I have not been to Santon Downham for some time so Richard led the way and what an excellent morning it was too.
|One of 3 Water Rails seen along the river valley|
Our walk through the variety of habitats at Santon Downham would eventually yield 28 species, most of these were common birds, yet beautiful nevertheless.
Another highlight for me was watching a male and female Brambling feeding in a garden with Chaffinches, one of these was certainly a male with his darker head and brighter Orange breast.
|Nuthatch at Santon Downham.

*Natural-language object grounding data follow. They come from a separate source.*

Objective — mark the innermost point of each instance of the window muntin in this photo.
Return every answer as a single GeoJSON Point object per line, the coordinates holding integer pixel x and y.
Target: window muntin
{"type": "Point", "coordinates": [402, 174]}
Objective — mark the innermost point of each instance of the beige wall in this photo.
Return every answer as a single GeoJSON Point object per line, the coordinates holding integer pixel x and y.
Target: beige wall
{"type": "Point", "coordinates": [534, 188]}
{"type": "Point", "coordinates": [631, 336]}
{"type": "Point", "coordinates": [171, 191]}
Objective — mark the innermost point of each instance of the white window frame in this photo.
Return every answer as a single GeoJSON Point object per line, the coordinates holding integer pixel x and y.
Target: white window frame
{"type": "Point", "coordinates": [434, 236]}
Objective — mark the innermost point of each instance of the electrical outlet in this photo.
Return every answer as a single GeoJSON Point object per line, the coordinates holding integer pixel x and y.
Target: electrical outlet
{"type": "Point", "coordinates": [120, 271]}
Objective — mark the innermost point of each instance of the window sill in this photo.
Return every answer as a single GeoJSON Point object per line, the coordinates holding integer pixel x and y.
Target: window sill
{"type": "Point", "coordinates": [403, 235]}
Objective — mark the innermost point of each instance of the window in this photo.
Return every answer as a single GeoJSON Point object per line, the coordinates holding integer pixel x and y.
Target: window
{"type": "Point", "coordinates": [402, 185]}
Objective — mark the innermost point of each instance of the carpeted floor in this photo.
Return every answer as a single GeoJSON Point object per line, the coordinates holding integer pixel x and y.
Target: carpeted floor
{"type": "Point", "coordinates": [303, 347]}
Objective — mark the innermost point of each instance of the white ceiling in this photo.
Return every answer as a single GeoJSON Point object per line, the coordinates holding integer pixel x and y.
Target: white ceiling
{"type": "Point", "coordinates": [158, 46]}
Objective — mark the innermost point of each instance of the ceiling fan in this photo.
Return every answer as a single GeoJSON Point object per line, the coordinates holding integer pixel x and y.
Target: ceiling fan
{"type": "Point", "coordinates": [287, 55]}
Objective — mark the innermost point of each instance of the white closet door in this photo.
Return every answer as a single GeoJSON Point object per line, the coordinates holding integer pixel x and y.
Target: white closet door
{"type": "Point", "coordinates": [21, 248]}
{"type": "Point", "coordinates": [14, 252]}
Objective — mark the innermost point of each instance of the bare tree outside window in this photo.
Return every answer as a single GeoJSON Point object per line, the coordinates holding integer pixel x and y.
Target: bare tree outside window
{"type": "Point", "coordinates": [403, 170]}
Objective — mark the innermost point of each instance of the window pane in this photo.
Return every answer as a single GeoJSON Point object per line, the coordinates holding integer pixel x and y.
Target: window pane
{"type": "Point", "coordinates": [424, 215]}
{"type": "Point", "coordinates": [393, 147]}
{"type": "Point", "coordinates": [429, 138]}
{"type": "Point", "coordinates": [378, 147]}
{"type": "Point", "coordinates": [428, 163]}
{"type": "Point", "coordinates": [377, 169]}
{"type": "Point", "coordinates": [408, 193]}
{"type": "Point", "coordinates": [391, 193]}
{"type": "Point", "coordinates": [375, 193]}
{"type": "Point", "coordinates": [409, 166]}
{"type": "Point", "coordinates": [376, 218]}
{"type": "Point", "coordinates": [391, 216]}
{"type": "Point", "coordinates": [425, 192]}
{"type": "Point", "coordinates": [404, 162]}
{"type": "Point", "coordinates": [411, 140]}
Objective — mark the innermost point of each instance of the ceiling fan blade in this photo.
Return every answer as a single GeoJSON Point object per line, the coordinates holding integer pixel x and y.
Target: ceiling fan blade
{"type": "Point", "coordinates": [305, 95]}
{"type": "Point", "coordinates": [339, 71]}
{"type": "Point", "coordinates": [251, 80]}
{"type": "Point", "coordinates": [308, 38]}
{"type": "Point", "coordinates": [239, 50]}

One of many seen and heard.|
Mute Swan, Mallard, Moorhen, Water Rail (3), Little Grebe (2+) on river, Great Spotted Woodpecker, Green Woodpecker, Nuthatch (many, including the bird photographed here), Treecreeper, Song Thrush, Mistle Thrush, Fieldfare (1), Robin (very common), Wren, Dunnock, Blackbird, Marsh Tit, Coal Tit (numerous including birds feeding on woodland floor amongst Beech trees), Great Tit, Blue Tit, Long-tailed Tit, Goldcrest, Chaffinch, Brambling (male and female) feeding with Chaffinches, Siskin (many heard), Reed Bunting, Rook and Jay.
The walk around this special site also took us around a very poignant area of beautiful Hawthorn and Blackthorn scrub for it was here where Norfolk's last pair of Red-backed Shrikes bred in 1988.
I wish to thank my good friend Richard Farrow for showing me around this lovely area. Thank you Richard.
Lynford Water (1545 to sunset)
There was a significant change to the landscape to my recent previous visit to this locality. The rolling southern flank of Lynford Water was covered for the most part by Gorse amd Broom, a habitat I was expecting to see Stonechat at, however, for some reason, the whole area was cleared, why, I don't know.
|Goosander (male and female) Lynford Water 06/02/15|
On the far side of the water, a bright white object close to the shore was a male Goosander with a female 'redhead' close by. The presemce of this beautiful 'sawbill' clearly indicates a hard weather movement from presumably Europe or Northern Britain where much snow has fallen in recent weeks.
Also seen on the water was Mute Swan (pair), Moorhen, and a single Little Egret slowly and stealthily moving along the reed edged water. Passerine species included Robin and a number of pre-roost Blackbirds in darkening woodland. I left Lynford with the sun setting and clear skies heralding another frosty night to come.